Assessing the safety of the implant is a primary consideration for preclinical studies. Before a retinal prosthesis can be implanted in humans it is essential to verify that it will not cause any harm. This requires an assessment of both the implant biocompatibility 17-23 as well as any potential damage that could be caused by chronic electrical stimulation 24-26. Experience with similar neural prostheses, such as the cochlear implant, provides insight into the broad range of stimulation, and physical, parameters that do not cause tissue damage 27. However, the retina has different characteristics to other implantation sites and therefore precise safety limits (such as maximum charge density) cannot be assumed from previous studies in other systems. Charge densities are highest at the active electrode sites and this corresponds with the greatest potential for damage. Therefore a method for localizing the tissue directly adjacent to the individual active electrodes would greatly increase the usefulness of these studies. The tissue adjacent to specific regions of the implant may also be highlighted for closer inspection. This targeted approach permits fewer sections to be analyzed, whilst retaining confidence that the "worst case scenario" was examined.

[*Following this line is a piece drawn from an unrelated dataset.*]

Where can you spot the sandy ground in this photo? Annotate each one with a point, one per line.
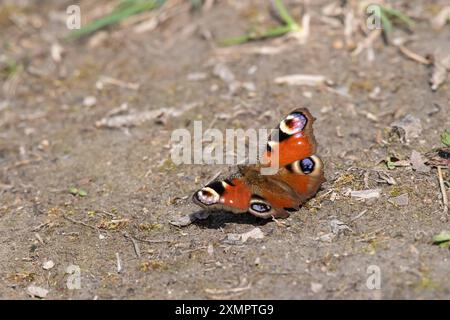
(49, 143)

The scleral dye localization method described here has been extensively tested with hand-shaped and molded silicone/Pt electrode arrays 28-30. It has been used with thin-film polyamide arrays 7,31 and also thin-film silicone/Pt arrays 32. Some retinal prosthesis studies employed "bullet shaped" electrodes with intrascleral implantations 33. The present technique should be effective for assessing this type of electrode arrays. Feline eyes with thin sclera (thickness at posterior pole 90 - 200 μm) allowed visualization of individual electrodes in an array. However, even if individual electrodes were not visible, their positions could be readily inferred using a silicone template when the outline of the array can be seen (similar to that used in step 2.6).

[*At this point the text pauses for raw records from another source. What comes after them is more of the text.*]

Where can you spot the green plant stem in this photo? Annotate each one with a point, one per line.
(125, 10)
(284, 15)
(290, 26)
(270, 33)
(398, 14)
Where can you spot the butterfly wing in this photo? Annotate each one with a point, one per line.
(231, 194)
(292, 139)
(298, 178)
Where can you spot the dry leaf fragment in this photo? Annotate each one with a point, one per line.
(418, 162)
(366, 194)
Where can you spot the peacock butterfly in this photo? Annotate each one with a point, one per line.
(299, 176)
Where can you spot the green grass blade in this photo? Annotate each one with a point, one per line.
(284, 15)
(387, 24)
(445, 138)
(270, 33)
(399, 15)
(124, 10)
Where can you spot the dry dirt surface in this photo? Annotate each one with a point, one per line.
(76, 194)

The dye mapping limits the need to obtain non-relevant tissue sections as only sections with the dye present are obtained. The ability to accurately infer electrode position not only allows relevant histopathological analysis and greater statistical power, but has a major impact on time and cost management by reducing the quantity of slides and blades used as well as the cost of labor. The use of dye that is adherent and can withstand tissue processing whilst also being visible in unstained tissue sections is an important initial consideration. Knowledge of the location of the dye and orientation of the tissue at dissection and during embedding assists the cutting process. This includes correctly orientating the block to achieve a section that is not obliquely cut and gives a full representation of the tissue. It is therefore important that the person performing the cutting is present at the time of dye application, dissection and embedding.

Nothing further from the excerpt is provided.